After the TAA webinar "Back from Tennessee: Debriefing Their National Trade Convening" on October 30, 2019, the Federal Trade representatives and our team were talking about how some states are resistant to the consolidation of the multiple programs that serve Dislocated Workers. In my mind, the Trade, WARN, Rapid Response, RESEA, and Title I Dislocated Worker Programs are all related and essentially serve the same population group—individuals who have lost their jobs due to no fault of their own.

When I took over as the Director of Business Services, all of these programs were working in a silo with independent budgets and performance measures. After a quick analysis, I realized that they were all related (I call them cousins) to each other based on the commonality of their customers.

If an employer lays off some or all of its workers and files a WARN, the employees would immediately qualify as Dislocated Workers and as such are entitled to one or more services offered at the American Job Center.
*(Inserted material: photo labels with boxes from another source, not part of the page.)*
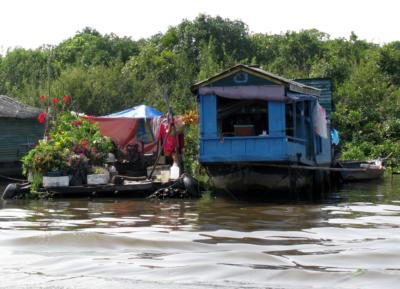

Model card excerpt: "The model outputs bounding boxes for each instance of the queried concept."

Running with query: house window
[217,97,269,137]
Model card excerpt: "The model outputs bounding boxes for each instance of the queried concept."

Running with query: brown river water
[0,176,400,289]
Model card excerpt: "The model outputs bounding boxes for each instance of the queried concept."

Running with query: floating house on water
[0,95,44,175]
[191,65,332,192]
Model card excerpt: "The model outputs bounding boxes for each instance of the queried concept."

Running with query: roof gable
[191,64,320,96]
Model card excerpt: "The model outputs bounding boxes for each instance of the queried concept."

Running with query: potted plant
[22,98,112,192]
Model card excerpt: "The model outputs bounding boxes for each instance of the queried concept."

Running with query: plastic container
[42,176,69,188]
[87,174,110,185]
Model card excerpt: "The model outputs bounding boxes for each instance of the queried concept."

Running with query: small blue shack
[191,64,332,193]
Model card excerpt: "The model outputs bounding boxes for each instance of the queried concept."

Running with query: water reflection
[0,177,400,288]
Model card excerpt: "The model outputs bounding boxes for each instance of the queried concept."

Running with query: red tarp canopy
[87,116,160,153]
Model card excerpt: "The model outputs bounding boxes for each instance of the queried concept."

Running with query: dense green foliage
[0,15,400,164]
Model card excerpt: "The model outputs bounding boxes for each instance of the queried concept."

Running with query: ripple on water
[0,174,400,289]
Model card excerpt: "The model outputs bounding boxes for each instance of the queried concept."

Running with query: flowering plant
[21,96,112,186]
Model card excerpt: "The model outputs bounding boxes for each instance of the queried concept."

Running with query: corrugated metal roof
[296,78,332,116]
[190,64,320,96]
[0,118,44,162]
[0,95,41,118]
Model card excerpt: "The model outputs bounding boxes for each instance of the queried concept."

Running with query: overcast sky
[0,0,400,54]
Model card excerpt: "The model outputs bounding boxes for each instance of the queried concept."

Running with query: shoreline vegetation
[0,15,400,176]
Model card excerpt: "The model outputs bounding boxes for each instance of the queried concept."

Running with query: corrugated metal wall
[0,118,44,162]
[296,78,332,116]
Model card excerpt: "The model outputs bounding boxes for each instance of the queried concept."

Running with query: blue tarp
[104,104,162,118]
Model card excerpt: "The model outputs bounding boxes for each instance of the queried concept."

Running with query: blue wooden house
[191,64,332,192]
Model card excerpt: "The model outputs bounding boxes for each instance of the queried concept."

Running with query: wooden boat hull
[341,169,385,181]
[206,164,314,194]
[339,161,385,182]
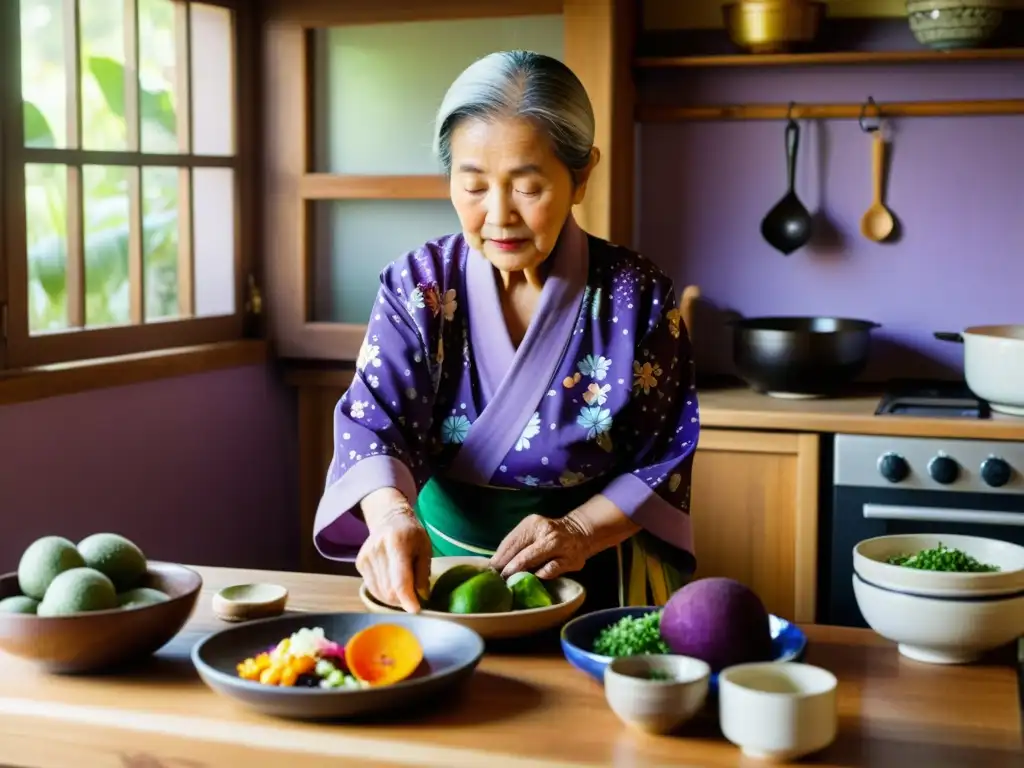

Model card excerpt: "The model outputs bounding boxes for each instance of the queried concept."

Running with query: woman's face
[452,112,597,272]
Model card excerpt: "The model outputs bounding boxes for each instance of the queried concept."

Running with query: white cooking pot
[935,325,1024,417]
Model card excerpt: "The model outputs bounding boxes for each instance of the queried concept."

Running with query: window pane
[312,200,462,325]
[25,165,68,334]
[142,168,181,322]
[189,3,234,155]
[138,0,178,154]
[82,165,131,328]
[79,0,128,150]
[314,15,562,175]
[193,168,234,317]
[19,0,68,147]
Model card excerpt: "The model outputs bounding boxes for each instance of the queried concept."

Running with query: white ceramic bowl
[853,573,1024,664]
[718,662,839,762]
[604,654,711,733]
[853,534,1024,596]
[359,556,587,640]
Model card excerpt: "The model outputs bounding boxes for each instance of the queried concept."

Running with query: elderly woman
[313,51,699,611]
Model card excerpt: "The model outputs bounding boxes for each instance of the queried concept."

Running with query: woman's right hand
[355,495,432,613]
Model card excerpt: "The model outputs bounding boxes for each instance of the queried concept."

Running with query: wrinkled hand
[355,509,432,613]
[490,515,592,579]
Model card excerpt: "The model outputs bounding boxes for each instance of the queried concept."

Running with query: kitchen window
[0,0,259,369]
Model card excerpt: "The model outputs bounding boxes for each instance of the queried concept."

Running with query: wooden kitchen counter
[697,386,1024,440]
[0,567,1021,768]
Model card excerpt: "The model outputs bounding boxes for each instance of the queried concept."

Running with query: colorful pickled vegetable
[237,625,423,688]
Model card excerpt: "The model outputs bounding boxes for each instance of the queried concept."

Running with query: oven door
[818,485,1024,627]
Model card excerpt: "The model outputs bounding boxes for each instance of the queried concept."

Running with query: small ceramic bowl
[718,662,839,762]
[213,584,288,622]
[604,654,711,733]
[561,605,807,693]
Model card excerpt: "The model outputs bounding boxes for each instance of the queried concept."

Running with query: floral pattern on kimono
[314,225,699,559]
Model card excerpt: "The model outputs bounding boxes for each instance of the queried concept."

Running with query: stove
[818,434,1024,627]
[874,379,991,419]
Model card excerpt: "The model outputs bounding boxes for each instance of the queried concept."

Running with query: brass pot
[722,0,826,53]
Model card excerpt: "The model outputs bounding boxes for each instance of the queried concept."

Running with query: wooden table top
[0,567,1022,768]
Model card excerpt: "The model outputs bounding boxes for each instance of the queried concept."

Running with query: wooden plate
[359,556,587,640]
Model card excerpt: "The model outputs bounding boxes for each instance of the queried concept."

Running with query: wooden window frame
[0,0,262,371]
[261,0,639,361]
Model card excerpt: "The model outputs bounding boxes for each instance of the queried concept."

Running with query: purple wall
[0,366,299,571]
[638,63,1024,379]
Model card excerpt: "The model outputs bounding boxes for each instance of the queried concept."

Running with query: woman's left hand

They most likely attended a Rapid Response event and were informed about services they were eligible for through Title I. Additionally, after the filing and certification of a Trade Petition, they would now be eligible for services through the Trade Program as well. Furthermore, even if they are not eligible for Trade, they could be selected for RESEA through their Unemployment Claims and then receive services through that program instead.

These programs all work together in providing services to a mutual customer. Working together with an individual for a common purpose does not limit your performance outcomes; the programs actually benefit when you co-enroll the participant and braid resources. Everyone wins—especially the person who is searching for employment.

Remember, they are all Dislocated Workers and deserve the best each program has to offer.